„Ja, ich liebe es!“ antwortete der Mann mit dem Spitzbart und errötete ein wenig und blinzelte. „Er deklamiert oft die ganze Nacht bei mir, bis er zu lachen anfängt —“
„Zu lachen?“
„Ja, zuletzt lacht er stets fürchterlich, so daß Sie Angst bekommen — dann wird er gefährlich — hier sind wir!“ Er öffnete das Gartentürchen und ließ Grau eintreten. Man hörte keinen Laut hier außen, auch das Haus lag ohne jedes Zeichen von Leben. Eine ganz besondere Stille und Einsamkeit herrschte hier und auch der Wind, der leise um die Wände des Häuschens strich, schien ein besonderer Wind zu sein.
Der Mann mit dem gelben Gesicht klopfte an die Haustüre. Sie warteten und standen einander gegenüber.

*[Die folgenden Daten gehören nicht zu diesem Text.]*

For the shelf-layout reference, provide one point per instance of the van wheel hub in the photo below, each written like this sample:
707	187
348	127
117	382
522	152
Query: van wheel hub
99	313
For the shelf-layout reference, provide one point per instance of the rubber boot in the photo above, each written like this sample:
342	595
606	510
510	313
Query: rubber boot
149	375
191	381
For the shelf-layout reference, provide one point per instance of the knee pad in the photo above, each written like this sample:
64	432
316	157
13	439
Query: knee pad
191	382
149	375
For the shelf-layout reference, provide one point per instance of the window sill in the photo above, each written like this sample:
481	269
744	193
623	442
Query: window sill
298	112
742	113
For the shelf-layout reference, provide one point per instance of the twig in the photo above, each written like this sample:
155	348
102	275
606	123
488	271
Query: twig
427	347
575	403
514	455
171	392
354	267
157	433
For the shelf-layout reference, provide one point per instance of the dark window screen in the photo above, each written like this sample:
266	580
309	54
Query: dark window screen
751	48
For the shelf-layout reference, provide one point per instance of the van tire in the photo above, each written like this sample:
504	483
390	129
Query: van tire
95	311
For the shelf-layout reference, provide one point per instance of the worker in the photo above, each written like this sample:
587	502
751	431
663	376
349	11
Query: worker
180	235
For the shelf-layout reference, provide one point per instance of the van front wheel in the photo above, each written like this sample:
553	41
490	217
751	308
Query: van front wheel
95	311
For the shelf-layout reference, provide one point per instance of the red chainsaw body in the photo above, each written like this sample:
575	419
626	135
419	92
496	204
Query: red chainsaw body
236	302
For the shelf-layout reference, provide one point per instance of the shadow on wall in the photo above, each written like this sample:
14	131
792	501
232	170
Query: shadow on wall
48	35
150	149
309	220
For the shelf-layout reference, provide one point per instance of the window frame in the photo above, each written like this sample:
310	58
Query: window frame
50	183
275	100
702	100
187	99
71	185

Grau sah sich seinen Begleiter aufmerksam an. Eigentlich war das Gesicht nicht gelb, es spielte in allen Schattierungen von Gelb bis Grau, gegen die Schläfen zu ins Grünliche. Es war von tiefen Furchen durchzogen, die fächerartig von den Augenwinkeln ausgingen und sich hart um den Mund eingruben. Diese Furchen waren grau und es schien als sei Schmutz in ihnen. Der Bart am Kinn sprang vor wie ein Geißbart; seine Haare waren von unbestimmter Farbe, sie schienen feucht und klebend zu sein und waren grau an den Schläfen, obgleich der Mann die Dreißig kaum überschritten hatte. Seine Augen waren leicht entzündet, klein und neugierig bewegten sie sich in dem getrübten Weiß hin und her. Die Lider zwinkerten unaufhörlich.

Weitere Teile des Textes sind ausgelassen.